Self-Care and Parenting

Many parents believe that dedication to their children requires self-denial or sacrifice. They place their children’s needs above their own, and this is often regarded as the hallmark of the truly devoted mother or father. And yet, when we stop to consider that we are always role-modeling for our kids, it becomes obvious that the quality of care we extend to them depends on the quality of self-care that we practice. The role of parent is a demanding one, and as with any role, we perform better when we’re in good shape—rested, on good terms with ourselves and our life, “well in our skin,” as the saying goes. If we allow ourselves to become overextended, then this deficit becomes operative in the time and attention we have available to give to others, including our children. We are, then, only as good for others as we are good for ourselves, and in this sense, there is nothing “selfish” about making sure that we’re at the top of our own list. On the contrary, good self-care is the precondition of caring well for anyone else.

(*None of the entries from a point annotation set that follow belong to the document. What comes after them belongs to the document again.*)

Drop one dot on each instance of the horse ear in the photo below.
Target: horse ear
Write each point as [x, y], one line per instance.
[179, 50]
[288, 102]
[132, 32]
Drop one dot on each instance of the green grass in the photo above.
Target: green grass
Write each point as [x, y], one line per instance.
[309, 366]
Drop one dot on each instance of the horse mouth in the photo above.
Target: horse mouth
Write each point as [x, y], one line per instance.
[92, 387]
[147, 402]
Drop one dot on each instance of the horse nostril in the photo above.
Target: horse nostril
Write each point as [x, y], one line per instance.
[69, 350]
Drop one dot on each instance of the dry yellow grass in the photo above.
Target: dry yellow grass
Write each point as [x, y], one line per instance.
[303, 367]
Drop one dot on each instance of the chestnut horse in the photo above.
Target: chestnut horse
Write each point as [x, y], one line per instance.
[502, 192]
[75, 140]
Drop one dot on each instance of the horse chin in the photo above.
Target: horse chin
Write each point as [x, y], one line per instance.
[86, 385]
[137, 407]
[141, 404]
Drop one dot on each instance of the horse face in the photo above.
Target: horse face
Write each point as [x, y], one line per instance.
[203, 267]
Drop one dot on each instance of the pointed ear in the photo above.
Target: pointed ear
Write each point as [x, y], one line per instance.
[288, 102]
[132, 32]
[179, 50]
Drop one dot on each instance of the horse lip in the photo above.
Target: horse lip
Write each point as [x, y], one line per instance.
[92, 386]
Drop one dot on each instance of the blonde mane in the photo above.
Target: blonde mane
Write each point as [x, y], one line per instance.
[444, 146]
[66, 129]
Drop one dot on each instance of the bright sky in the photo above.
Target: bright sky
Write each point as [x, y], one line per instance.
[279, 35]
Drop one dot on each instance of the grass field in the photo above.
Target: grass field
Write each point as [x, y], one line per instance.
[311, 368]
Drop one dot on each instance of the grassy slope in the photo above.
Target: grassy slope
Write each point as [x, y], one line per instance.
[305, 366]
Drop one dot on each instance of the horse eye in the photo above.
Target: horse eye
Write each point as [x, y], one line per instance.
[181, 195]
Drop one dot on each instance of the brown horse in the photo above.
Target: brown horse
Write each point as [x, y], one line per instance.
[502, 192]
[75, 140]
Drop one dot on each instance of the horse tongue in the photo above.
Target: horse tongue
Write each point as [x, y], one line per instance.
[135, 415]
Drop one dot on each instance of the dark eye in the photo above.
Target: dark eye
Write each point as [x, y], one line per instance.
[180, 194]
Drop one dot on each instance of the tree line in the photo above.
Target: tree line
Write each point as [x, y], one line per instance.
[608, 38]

Conscious parenting is served, therefore, by keeping in mind the acronym H.A.L.T., which reminds us never to let ourselves get too hungry, too anxious, too lonely, or too tired. At the earliest sign of the encroachment of any of these conditions, we should take corrective steps—make sure we’re getting the nutrition we need to stay healthy and energized, talk to a trusted friend, seek out companionship or loving attention from a partner or other ally, or simply make time to catch up on much needed rest. Just following this simple formula will go a long way toward ensuring that we have the resources to handle the many demands of parenting, and also will be role-modeling self-care for our little ones—without question one of the most important lessons we can learn.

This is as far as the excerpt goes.